In ensuing coverage litigation, a California district court dismissed Vizio’s complaint, ruling that it failed to properly notify Arch of a claim following exhaustion of primary policy limits. The Ninth Circuit affirmed on different grounds.
Decision
The Ninth Circuit ruled that the district court erred in holding that Vizio failed to provide proper notice, explaining that the Arch policy did not require notice of a claim following exhaustion of the primary policy limit. Rather, the policy required notice “as soon as practicable after the . . . Company . . . becomes aware of such Claim.” The Ninth Circuit held that Vizio’s original notice of the class action suit to Arch was sufficient under the policy.
However, the Ninth Circuit ruled that Vizio failed to comply with its consent obligation, rejecting Vizio’s assertion that the Arch policy did not incorporate the primary policy’s consent provision. In particular, the court rejected Vizio’s assertion that the follow form provision should be interpreted to mean that “only coverage” follows form, and does not indicate an intent for the consent clause to be incorporated in the excess policy. Similarly, the court held that nothing in Arch’s excess policy conflicted with Navigator’s primary policy such that the Arch policy would “supersede” the consent provision in Navigator’s policy.
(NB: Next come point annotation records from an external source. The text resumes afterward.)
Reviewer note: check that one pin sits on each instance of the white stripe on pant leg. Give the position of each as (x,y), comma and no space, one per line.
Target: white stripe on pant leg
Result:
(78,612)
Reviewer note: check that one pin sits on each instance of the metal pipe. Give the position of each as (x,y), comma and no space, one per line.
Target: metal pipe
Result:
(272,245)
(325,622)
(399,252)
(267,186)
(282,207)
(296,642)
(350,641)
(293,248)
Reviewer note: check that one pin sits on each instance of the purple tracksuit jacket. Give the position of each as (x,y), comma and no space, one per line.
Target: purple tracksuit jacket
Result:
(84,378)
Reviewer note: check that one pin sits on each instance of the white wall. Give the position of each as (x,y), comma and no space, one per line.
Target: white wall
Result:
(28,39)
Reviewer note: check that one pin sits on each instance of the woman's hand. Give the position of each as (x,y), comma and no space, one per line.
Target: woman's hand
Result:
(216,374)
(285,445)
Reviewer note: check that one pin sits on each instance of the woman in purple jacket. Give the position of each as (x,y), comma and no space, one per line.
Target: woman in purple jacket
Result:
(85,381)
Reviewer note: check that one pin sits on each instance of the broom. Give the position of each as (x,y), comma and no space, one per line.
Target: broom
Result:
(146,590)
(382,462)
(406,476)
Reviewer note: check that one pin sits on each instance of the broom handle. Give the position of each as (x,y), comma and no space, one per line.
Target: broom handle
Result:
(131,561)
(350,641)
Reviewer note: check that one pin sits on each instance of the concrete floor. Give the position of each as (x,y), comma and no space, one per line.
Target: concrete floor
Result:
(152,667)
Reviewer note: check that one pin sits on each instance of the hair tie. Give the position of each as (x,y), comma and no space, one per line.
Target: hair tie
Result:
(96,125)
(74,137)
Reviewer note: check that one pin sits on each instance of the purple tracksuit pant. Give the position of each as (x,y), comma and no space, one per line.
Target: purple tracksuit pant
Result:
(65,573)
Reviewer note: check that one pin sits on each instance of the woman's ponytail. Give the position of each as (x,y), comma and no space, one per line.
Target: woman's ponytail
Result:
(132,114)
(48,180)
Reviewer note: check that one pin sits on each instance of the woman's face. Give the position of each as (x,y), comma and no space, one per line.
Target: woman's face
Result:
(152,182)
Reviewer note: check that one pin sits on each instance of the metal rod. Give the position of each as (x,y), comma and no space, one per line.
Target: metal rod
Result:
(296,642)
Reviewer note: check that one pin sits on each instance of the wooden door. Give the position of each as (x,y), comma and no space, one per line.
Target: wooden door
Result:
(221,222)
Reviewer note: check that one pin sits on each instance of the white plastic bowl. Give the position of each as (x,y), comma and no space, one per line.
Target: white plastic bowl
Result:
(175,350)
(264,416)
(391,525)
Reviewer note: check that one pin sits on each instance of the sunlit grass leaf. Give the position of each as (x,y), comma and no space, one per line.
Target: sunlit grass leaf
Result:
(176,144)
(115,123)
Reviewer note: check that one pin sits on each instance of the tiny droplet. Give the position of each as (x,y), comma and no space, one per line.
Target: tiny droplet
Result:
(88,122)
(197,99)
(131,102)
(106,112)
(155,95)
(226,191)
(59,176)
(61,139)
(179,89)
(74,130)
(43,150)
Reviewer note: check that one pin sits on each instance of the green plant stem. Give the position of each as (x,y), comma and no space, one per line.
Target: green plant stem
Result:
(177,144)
A clause entitled “Duties In The Event Of A Claim” in Arch’s policy, which did not explicitly mention consent, merely required notification of claims and did not conflict with the underlying consent provision.
Finally, the court rejected Vizio’s argument that it was excused from complying with the consent provision because Arch breached its policy by not issuing a formal coverage denial. The court noted that under California law, an “insurer’s breach of its policy renders a prior written consent provision unenforceable,” but explained that this principle applies only when the policyholder has requested and been denied coverage. Here, however, Vizio never requested or had been denied coverage. Therefore, it was obligated to obtain Arch’s consent prior to settlement.
Comments
The Ninth Circuit’s decision highlights an important limitation on an insurer’s statutory obligation to issue a coverage decision in a timely manner. California statutory law indicates that an insurer’s failure to accept or deny coverage within 40 days of tender constitutes a breach of the policy. 10 C.C.R. § 2695.7(b). The court deemed this statutory provision inapplicable to the present case, noting that it applies only after an insurer receives “proof of claim,” defined as evidence that “reasonably supports the magnitude or the amount of the claimed loss.” 10 C.C.R. § 2695.2(s). Here, Vizio had only provided “notice of claim,” defined by state statutory law as “notification to an insurer . . . that reasonably apprises the insurer that the claimant wished to make a claim against a policy . . . and that a condition giving rise to the insurer’s obligations under that policy or bond may have arisen.” 10 C.C.R. § 2695.2(n). As such, the Ninth Circuit concluded that the statutory 40 day coverage denial did not apply.